Regarding the pid's, if we did that we would publish a syslog config which would include the pids. But we should just add the task ids.
Instead of Dec 10 19:56:55 dev pulp[32137]: requests.packages.urllib3.connectionpool:INFO: Starting new HTTPS connection (1): repos.fedorapeople.org
It could be: Dec 10 19:56:55 dev pulp[32137]: requests.packages.urllib3.connectionpool:INFO: [0ca4399c-51eb-47c8-9a07-145e61e389a5] Starting new HTTPS connection (1): repos.fedorapeople.org
Or it could be: Dec 10 19:56:55 dev pulp[32137]: [0ca4399c-51eb-47c8-9a07-145e61e389a5] requests.packages.urllib3.connectionpool:INFO: Starting new HTTPS connection (1): repos.fedorapeople.org
I prefer the former I think so that all log statements have the position of the python package and log level in the same place when running inside or outside of a task. Log statements running outside of tasks will not get the UUID.
What do others think?
Updated by semyers almost 8 years ago
- Groomed changed from No to Yes
- Sprint Candidate changed from No to Yes
I consider the groomed, provided we take one of Brian's suggested solutions in comment 1 (pids aren't so useful in log messages, but task IDs are very useful).
Updated by mhrivnak almost 8 years ago
Just an idea: what about only logging the first 8 characters of the task ID? That should be plenty of uniqueness to avoid collision while providing a good reference.
Dec 10 19:56:55 dev pulp[32137]: requests.packages.urllib3.connectionpool:INFO: [0ca4399c-51eb-47c8-9a07-145e61e389a5] Starting new HTTPS connection (1):
vs
Dec 10 19:56:55 dev pulp[32137]: requests.packages.urllib3.connectionpool:INFO: [0ca4399c] Starting new HTTPS connection (1):
Updated by bmbouter almost 8 years ago
mhrivnak +1 to that idea. Retaining 8 characters will still keep collision probabilities low. 1 in 36^8 = 2,821,109,907,456 by my count.
Updated by bmbouter almost 8 years ago
- Subject changed from As a user, I can correlate log statements to a task ID to As a user, I can see the first 8 characters of a task id in every log statement emitted from a running task
Updated by daviddavis almost 8 years ago
- Status changed from NEW to ASSIGNED
- Assignee set to daviddavis
Updated by daviddavis almost 8 years ago
My initial thought (and please tell me if this is a bad idea) was to write a Filter to set a task id on the LogRecord and then have the logger output that using a custom Formatter. However, that would require some global way to be able to get the task id but I didn't see any code for doing that.
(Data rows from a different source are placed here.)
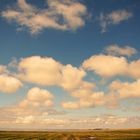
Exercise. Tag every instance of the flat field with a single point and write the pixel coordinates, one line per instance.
(129, 134)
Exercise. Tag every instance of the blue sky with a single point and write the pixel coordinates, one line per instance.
(83, 53)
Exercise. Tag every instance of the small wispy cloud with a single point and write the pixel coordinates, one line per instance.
(115, 49)
(113, 18)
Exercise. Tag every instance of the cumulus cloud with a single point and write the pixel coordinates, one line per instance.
(117, 50)
(37, 97)
(109, 66)
(126, 89)
(106, 65)
(47, 71)
(9, 84)
(60, 14)
(114, 18)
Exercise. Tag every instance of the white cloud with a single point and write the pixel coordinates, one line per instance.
(113, 18)
(109, 66)
(9, 84)
(37, 97)
(47, 71)
(106, 65)
(60, 14)
(117, 50)
(126, 89)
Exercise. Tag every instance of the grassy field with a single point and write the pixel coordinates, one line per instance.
(72, 135)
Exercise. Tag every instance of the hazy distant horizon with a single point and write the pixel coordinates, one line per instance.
(69, 64)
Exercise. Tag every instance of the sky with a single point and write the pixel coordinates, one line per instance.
(69, 64)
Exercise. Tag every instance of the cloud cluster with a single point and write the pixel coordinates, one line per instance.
(109, 66)
(60, 14)
(126, 89)
(46, 71)
(37, 97)
(9, 84)
(113, 18)
(117, 50)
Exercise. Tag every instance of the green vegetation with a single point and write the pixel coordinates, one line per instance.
(72, 135)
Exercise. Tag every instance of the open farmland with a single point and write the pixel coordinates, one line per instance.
(72, 135)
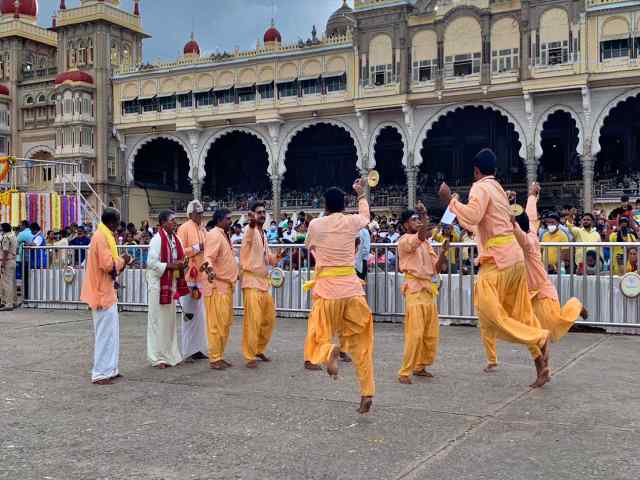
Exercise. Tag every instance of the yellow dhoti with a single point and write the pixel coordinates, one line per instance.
(351, 319)
(259, 322)
(505, 311)
(421, 332)
(555, 319)
(219, 309)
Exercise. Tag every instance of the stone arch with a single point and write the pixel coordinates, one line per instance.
(281, 168)
(543, 119)
(604, 114)
(199, 168)
(39, 148)
(374, 138)
(424, 131)
(142, 142)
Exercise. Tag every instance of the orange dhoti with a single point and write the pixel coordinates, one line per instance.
(219, 307)
(558, 320)
(259, 322)
(421, 332)
(505, 311)
(351, 320)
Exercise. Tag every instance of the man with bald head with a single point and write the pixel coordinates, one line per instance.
(194, 321)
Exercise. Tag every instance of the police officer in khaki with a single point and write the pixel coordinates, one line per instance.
(8, 250)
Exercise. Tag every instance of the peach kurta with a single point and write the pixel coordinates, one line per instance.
(488, 210)
(331, 240)
(97, 287)
(192, 236)
(418, 259)
(255, 258)
(219, 254)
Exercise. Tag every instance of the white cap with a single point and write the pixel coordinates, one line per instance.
(194, 207)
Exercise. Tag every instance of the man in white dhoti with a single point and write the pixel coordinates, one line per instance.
(165, 283)
(99, 292)
(194, 318)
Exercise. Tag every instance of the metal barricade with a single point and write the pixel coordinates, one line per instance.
(592, 272)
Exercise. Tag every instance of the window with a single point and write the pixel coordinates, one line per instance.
(336, 84)
(149, 105)
(167, 103)
(266, 91)
(506, 60)
(554, 53)
(224, 97)
(204, 99)
(130, 107)
(462, 65)
(185, 100)
(311, 87)
(288, 89)
(614, 48)
(247, 94)
(424, 71)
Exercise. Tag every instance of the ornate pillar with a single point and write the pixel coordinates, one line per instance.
(412, 177)
(276, 185)
(532, 165)
(588, 163)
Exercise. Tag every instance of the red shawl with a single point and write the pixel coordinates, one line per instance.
(166, 281)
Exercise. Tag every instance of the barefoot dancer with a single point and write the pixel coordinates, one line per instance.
(339, 305)
(501, 292)
(420, 264)
(218, 299)
(546, 305)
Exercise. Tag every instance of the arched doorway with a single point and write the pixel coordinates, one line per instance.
(162, 165)
(455, 139)
(236, 168)
(619, 157)
(318, 157)
(389, 151)
(559, 139)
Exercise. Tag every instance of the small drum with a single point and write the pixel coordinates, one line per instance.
(630, 285)
(69, 275)
(277, 277)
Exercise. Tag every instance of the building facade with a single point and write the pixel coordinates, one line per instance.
(412, 88)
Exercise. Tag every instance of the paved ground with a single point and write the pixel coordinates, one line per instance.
(281, 422)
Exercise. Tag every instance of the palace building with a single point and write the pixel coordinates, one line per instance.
(411, 88)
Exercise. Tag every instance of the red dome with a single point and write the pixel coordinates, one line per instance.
(272, 35)
(192, 47)
(27, 7)
(73, 76)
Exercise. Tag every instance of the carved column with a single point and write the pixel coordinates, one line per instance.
(412, 177)
(588, 163)
(276, 185)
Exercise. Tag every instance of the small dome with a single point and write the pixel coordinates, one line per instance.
(74, 76)
(341, 20)
(28, 8)
(192, 47)
(272, 34)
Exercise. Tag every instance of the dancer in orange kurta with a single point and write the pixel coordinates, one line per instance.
(420, 265)
(339, 305)
(502, 297)
(218, 292)
(544, 297)
(259, 310)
Is there a way to do that?
Updated by bmbouter almost 8 years ago
Here is a global way to get the task id [0]. I can't speak to the implementation approach, but whatever it does it needs to work well with our existing logger [1].
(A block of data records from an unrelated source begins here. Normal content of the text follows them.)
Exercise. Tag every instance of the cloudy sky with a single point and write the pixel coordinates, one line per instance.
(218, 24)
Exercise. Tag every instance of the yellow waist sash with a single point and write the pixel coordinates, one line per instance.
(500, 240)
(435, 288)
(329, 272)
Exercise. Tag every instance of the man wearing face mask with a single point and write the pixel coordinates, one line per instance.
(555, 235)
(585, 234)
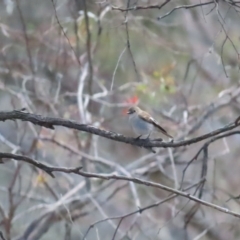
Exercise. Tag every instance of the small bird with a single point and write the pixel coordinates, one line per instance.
(143, 123)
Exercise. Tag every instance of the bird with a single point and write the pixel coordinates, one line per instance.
(143, 124)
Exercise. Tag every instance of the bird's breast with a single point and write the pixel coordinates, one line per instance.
(140, 126)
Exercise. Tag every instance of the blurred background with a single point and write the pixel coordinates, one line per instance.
(89, 61)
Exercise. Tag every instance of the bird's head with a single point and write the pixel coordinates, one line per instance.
(133, 110)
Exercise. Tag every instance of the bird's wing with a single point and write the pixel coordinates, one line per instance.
(148, 118)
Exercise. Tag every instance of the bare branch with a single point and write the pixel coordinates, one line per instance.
(50, 122)
(47, 168)
(156, 6)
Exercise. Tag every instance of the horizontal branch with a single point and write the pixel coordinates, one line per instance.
(46, 168)
(49, 169)
(155, 6)
(50, 122)
(185, 7)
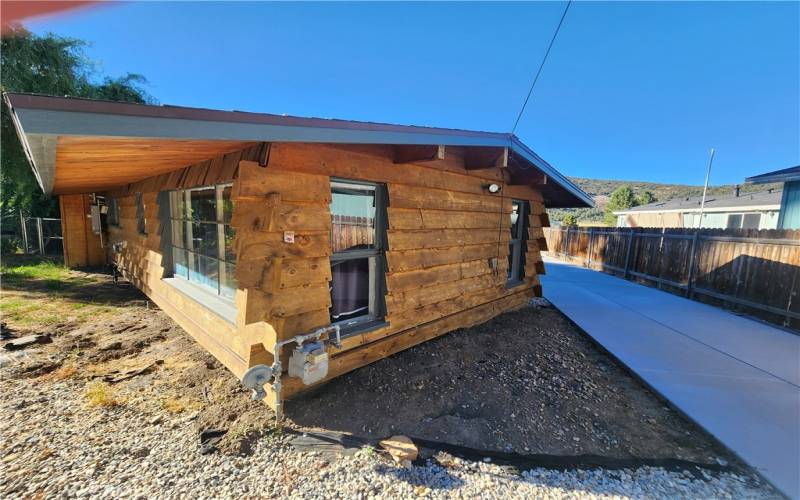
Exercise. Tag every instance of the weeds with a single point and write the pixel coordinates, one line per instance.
(62, 373)
(175, 405)
(39, 291)
(101, 394)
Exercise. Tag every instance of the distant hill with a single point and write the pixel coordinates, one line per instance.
(601, 189)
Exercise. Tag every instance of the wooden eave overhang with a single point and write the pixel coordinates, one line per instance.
(134, 141)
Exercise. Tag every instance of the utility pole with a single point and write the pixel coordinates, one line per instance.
(705, 188)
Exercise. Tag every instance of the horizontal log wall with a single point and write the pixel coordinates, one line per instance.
(445, 232)
(447, 256)
(140, 260)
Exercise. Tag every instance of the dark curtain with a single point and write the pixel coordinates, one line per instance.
(349, 289)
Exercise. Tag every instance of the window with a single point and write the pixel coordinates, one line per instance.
(202, 238)
(517, 247)
(751, 221)
(113, 212)
(734, 221)
(140, 220)
(743, 221)
(358, 237)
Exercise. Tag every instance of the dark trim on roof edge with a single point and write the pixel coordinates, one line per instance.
(52, 116)
(783, 175)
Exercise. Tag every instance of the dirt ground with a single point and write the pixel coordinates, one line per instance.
(527, 381)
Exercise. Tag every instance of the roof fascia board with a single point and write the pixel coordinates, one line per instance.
(39, 121)
(768, 179)
(518, 147)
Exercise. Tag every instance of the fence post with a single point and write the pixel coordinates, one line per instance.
(628, 254)
(24, 231)
(692, 258)
(40, 235)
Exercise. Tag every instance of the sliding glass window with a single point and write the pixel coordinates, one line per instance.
(202, 238)
(358, 242)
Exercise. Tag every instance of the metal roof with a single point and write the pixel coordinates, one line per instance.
(41, 119)
(784, 175)
(762, 200)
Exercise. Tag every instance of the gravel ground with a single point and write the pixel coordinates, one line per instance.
(136, 450)
(167, 389)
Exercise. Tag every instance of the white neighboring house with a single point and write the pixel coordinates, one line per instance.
(735, 211)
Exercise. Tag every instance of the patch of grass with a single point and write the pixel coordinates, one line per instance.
(101, 394)
(40, 291)
(177, 405)
(16, 270)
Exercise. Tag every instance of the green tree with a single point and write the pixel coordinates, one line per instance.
(51, 65)
(646, 198)
(622, 198)
(569, 220)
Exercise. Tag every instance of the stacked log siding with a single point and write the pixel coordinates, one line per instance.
(446, 263)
[0]: https://github.com/bmbouter/pulp/blob/f9355d21559fa880fd7654134d8f34dcf6b85acf/server/pulp/server/async/tasks.py#L643-L643
[1]: https://github.com/pulp/pulp/blob/master/server/pulp/server/logs.py
Updated by daviddavis almost 8 years ago
- Status changed from ASSIGNED to POST
Added by daviddavis almost 8 years ago
Added by daviddavis almost 8 years ago
Revision 431b5d2c | View on GitHub
Appending 8 character task id to log output
Appending a 8 character task id to log output if there is a relevant task id.
Updated by daviddavis almost 8 years ago
- Status changed from POST to MODIFIED
- % Done changed from 0 to 100
Applied in changeset pulp|431b5d2c832ad50c33daccb3f852be31583a4b9c.
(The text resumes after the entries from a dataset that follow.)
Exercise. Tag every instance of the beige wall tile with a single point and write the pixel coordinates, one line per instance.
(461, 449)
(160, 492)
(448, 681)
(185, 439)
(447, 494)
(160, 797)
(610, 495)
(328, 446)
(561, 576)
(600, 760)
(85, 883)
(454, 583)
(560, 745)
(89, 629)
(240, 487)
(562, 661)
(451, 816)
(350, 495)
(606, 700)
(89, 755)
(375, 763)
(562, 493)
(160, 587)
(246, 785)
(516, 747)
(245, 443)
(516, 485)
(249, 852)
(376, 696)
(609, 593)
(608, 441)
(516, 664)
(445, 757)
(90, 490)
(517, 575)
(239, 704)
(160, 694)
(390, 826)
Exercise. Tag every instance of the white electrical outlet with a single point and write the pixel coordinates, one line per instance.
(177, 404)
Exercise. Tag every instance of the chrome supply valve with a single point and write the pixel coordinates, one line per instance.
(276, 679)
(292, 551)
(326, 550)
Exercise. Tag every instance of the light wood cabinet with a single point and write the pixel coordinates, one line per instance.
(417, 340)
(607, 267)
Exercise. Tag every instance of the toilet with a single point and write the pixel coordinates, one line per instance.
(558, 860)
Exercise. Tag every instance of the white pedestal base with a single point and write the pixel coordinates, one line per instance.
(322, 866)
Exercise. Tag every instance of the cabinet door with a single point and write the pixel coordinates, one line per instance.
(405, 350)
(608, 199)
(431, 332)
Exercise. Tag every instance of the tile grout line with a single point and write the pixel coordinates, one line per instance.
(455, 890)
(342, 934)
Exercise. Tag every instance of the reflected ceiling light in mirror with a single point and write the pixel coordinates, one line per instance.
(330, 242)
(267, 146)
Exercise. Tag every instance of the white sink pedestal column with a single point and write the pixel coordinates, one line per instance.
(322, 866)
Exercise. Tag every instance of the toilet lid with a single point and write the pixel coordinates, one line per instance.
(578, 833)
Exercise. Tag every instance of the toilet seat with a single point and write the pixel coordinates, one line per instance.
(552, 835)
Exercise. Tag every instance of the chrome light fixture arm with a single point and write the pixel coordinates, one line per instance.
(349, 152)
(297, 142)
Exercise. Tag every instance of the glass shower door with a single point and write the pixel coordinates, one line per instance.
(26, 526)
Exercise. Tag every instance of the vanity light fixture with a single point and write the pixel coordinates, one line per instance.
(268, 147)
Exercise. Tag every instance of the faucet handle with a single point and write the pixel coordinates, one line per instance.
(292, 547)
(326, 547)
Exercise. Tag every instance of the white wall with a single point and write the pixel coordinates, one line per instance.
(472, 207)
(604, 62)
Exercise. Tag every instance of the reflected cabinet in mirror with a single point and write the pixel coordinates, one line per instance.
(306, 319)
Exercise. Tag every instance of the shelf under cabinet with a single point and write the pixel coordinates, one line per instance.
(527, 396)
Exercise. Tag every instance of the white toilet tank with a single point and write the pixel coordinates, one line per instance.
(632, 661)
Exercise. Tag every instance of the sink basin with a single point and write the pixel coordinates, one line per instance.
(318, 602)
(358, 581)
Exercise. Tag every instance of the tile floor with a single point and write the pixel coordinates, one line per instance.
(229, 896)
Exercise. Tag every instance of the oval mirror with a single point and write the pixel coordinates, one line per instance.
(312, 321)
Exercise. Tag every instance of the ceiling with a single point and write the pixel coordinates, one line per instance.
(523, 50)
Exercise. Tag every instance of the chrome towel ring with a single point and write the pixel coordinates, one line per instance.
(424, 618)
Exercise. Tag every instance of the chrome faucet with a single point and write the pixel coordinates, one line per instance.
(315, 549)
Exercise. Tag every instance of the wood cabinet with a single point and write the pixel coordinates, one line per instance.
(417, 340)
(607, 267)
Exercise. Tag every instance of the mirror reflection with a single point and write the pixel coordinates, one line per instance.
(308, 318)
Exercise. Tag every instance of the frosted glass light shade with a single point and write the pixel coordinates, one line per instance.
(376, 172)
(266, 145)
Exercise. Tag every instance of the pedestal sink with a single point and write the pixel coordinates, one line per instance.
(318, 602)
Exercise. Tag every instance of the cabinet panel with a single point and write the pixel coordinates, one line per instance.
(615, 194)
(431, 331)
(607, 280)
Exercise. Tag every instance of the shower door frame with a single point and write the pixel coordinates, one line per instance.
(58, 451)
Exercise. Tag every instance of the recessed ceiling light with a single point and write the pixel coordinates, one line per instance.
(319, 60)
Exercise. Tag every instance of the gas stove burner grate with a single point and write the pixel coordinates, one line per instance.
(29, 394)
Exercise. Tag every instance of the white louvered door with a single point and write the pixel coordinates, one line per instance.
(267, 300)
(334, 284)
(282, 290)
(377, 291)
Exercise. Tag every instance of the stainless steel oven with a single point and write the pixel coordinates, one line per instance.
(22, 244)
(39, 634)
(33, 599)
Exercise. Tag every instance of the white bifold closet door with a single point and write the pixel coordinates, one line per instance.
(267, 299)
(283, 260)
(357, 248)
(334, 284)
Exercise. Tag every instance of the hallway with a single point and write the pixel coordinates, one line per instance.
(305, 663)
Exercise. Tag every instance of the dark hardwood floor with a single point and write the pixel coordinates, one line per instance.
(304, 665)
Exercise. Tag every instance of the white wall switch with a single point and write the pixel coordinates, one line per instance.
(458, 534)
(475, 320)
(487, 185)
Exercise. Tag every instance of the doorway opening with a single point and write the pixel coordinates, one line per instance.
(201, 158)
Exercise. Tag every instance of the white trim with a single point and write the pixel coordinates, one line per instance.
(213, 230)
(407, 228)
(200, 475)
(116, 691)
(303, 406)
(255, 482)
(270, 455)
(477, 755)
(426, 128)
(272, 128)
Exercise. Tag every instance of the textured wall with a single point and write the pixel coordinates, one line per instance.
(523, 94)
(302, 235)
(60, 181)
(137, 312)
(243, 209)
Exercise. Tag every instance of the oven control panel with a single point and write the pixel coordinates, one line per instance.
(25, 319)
Updated by pcreech over 7 years ago
- Status changed from 5 to CLOSED - CURRENTRELEASE
Updated by bmbouter almost 7 years ago
- Sprint changed from Sprint 16 to Sprint 14
Appending 8 character task id to log output
Appending a 8 character task id to log output if there is a relevant task id.
fixes #2324 https://pulp.plan.io/issues/2324